Here A0 represents the leaver, A1 represents the thing left, A2 represents the benefactor, AM-LOC is an adjunct indicating the location of the action, and V determines the verb. SRL is a difficult task, and one cannot expect high levels of performance from either purely manual classifiers or purely learned classifiers. Rather, supplemental linguistic information must be used to support and correct a learning system. So far, machine learning approaches to SRL have incorporated linguistic information only implicitly, via the classifiers' features. The key innovation in our approach is the development of a principled method to combine machine learning techniques with linguistic and structural constraints by explicitly incorporating inference into the decision process.
In the machine learning part, the system we present here is composed of two phases. First, a set of argument candidates is produced using two learned classifiers--one to discover beginning positions and one to discover end positions of each argument type. Hopefully, this phase discovers a small superset of all arguments in the sentence (for each verb). In a second learning phase, the candidate arguments from the first phase are re-scored using a classifier designed to determine argument type, given a candidate argument.
Unfortunately, it is difficult to utilize global properties of the sentence into the learning phases. However, at the inference level it is possible to incorporate the fact that the set of possible role-labelings is restricted by both structural and linguistic constraints--for example, arguments cannot structurally overlap, or, given a predicate, some argument structures are illegal. The overall decision problem must produce an outcome that consistent with these constraints. We encode the constraints as linear inequalities, and use integer linear programming (ILP) as an inference procedure to make a final decision that is both consistent with the constraints and most likely according to the learning system.
Previous approaches to the SRL task have made use of a full syntactic parse of the sentence in order to define argument boundaries and to determine the role labels. In this work, following the CoNLL-2004 shared task definition, we assume that the SRL system takes as input only partial syntactic information, and no external lexico-semantic knowledge bases. Specifically, we assume as input resources a part-of-speech tagger and a shallow parser that can process the input to the level of based chunks and clauses. We do not assume a full parse as input.

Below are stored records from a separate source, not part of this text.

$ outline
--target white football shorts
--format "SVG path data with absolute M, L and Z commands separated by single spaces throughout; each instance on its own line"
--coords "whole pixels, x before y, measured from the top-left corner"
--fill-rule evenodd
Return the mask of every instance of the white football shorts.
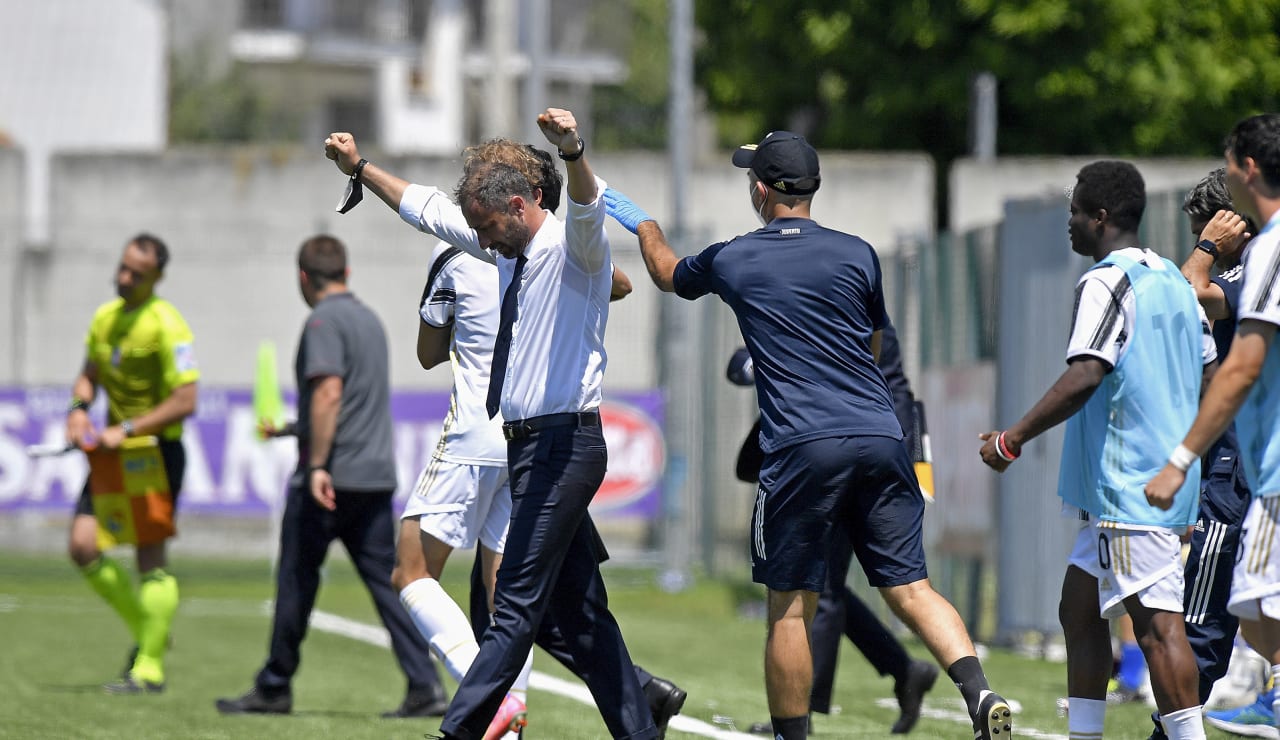
M 1280 620 L 1280 547 L 1276 545 L 1276 520 L 1280 498 L 1249 502 L 1240 530 L 1240 548 L 1231 572 L 1231 598 L 1226 611 L 1256 622 L 1262 617 Z
M 511 525 L 507 466 L 465 465 L 431 458 L 417 476 L 401 519 L 419 517 L 419 527 L 452 547 L 470 549 L 476 540 L 503 552 Z
M 1183 611 L 1181 540 L 1170 530 L 1123 529 L 1091 519 L 1080 522 L 1068 565 L 1098 579 L 1098 611 L 1105 620 L 1125 613 L 1124 600 Z

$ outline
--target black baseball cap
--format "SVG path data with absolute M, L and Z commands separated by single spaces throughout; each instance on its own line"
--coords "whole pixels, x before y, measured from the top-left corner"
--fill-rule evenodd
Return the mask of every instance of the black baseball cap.
M 760 182 L 788 196 L 818 189 L 818 152 L 799 133 L 774 131 L 760 143 L 748 143 L 733 152 L 733 166 L 749 168 Z

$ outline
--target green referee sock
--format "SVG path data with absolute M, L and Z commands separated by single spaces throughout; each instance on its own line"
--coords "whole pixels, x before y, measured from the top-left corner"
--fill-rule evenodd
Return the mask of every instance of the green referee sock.
M 120 563 L 104 556 L 88 563 L 81 572 L 84 580 L 92 586 L 97 595 L 111 604 L 115 613 L 120 615 L 124 625 L 133 635 L 133 641 L 141 640 L 140 627 L 142 625 L 142 604 L 138 603 L 137 594 L 133 593 L 133 579 L 125 572 Z
M 169 629 L 178 611 L 178 579 L 163 568 L 154 568 L 142 576 L 138 586 L 142 621 L 138 634 L 138 657 L 133 661 L 134 679 L 164 682 L 164 654 L 169 648 Z

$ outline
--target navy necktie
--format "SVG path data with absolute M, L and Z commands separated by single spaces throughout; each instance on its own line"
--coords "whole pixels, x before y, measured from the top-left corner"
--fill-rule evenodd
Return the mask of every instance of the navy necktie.
M 516 323 L 517 297 L 520 296 L 520 280 L 525 274 L 525 255 L 516 257 L 516 274 L 511 277 L 507 292 L 502 294 L 502 309 L 498 310 L 498 338 L 493 342 L 493 366 L 489 369 L 489 394 L 485 397 L 484 408 L 489 412 L 489 419 L 498 415 L 498 405 L 502 401 L 502 382 L 507 376 L 507 356 L 511 353 L 511 326 Z

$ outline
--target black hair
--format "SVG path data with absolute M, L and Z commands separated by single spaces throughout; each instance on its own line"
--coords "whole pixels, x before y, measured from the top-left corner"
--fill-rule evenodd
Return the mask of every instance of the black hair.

In this demo, following the definition of the PropBank, and CoNLL-2004 shared task, there are six different types of arguments labelled as A0-A5 and AA. These labels have different semantics for each verb as specified in the PropBank Frame files. In addition, there are also 13 types of adjuncts labelled as AM-XXX where XXX specifies the adjunct type. In some cases, an argument may span over different parts of a sentence, the label C-XXX is used to specify the continuity of the arguments, as shown in the example below.
[A1 The pearls] , [A0 I] [V said] , [C-A1 were left to my daughter-in-law].
Moreover in some cases, an argument might be a relative pronoun that in fact refers to the actual agent outside the clause. In this case, the actual agent is labeled as the appropriate argument type, XXX, while the relative pronoun is instead labeled as R-XXX. For example,
[A1 The pearls] [R-A1 which] [A0 I] [V left] , [A2 to my daughter-in-law]